My grocery store recently added these locks on the cart wheels, I'm not really sure how they work since i've only ran into them once so far but it went off as I was going through the detectors at the door and locked up the wheels so it wouldn't roll. Idk what triggered it because I went through the manned checkout and they scanned everything. The girl at the self checkouts just ran over and unlocked it without even checking anything. It was pretty embarrassing though because it was busy and I was blocking the exit door with a bunch of people behind me for like 30 seconds because of that.

[–] [email protected] 2 points 10 months ago

At least around here, the wheel locks are activated by a big antenna loop around (usually) the parking lot, to prevent them from being rolled off by homeless people. Unfortunately they also fail "safe", so when the locking gizmo's batteries run dry they lock the wheels.
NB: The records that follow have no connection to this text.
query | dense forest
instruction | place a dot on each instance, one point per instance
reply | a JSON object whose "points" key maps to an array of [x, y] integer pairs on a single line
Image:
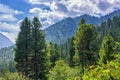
{"points": [[93, 53]]}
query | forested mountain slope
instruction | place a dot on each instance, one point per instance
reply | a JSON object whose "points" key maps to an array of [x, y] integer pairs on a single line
{"points": [[66, 28]]}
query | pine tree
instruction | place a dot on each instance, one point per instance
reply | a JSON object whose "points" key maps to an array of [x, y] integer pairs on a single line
{"points": [[39, 57], [83, 38], [71, 51], [23, 47], [107, 49]]}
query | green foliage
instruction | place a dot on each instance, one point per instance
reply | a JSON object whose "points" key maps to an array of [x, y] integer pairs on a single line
{"points": [[62, 71], [13, 76], [107, 49], [83, 39], [7, 60], [23, 47], [109, 71], [39, 56]]}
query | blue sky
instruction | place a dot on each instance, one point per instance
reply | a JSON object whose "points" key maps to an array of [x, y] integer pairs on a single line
{"points": [[12, 12]]}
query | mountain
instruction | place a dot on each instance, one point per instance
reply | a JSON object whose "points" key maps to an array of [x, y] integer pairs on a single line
{"points": [[64, 29], [112, 27], [4, 41]]}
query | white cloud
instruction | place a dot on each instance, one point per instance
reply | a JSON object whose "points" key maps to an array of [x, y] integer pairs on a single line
{"points": [[7, 9], [60, 9], [8, 14], [49, 16], [7, 17], [9, 30]]}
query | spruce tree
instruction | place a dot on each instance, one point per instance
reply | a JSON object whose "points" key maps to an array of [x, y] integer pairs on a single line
{"points": [[39, 57], [23, 47], [83, 38], [107, 49]]}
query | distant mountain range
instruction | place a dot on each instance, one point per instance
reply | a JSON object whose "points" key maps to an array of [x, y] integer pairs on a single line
{"points": [[4, 41], [64, 29]]}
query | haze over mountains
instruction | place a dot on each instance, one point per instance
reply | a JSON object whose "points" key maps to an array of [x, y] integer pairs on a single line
{"points": [[66, 28]]}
You may have just been the lucky winner of it locking itself at coincidentally the worst moment! Don't you feel special!

[–] [email protected] 1 points 10 months ago* (last edited 10 months ago)

There’s no extra gate or dedicated staff member in my store only whoever’s at the till and if the self-checkout is busy they’re too busy to watch them.

The difference is other countries have much larger stores... probably because we have a more car centric culture.

My local store has about 40 checkouts - half of them self checkout. And there's a competing store literally door (in the same building, with ain internal wall separating them), which sells all the same stuff and is the same size. In the middle of the day about half the checkouts are open and in the evenings all of them are open.

We do have smaller stores like yours, but almost nobody shops at those and even at peak hour a single checkout is enough.

Sales so slow at my local small store the checkout staff will literally check your bread for mould when they scan the barcode... They're more expensive and the food is worse.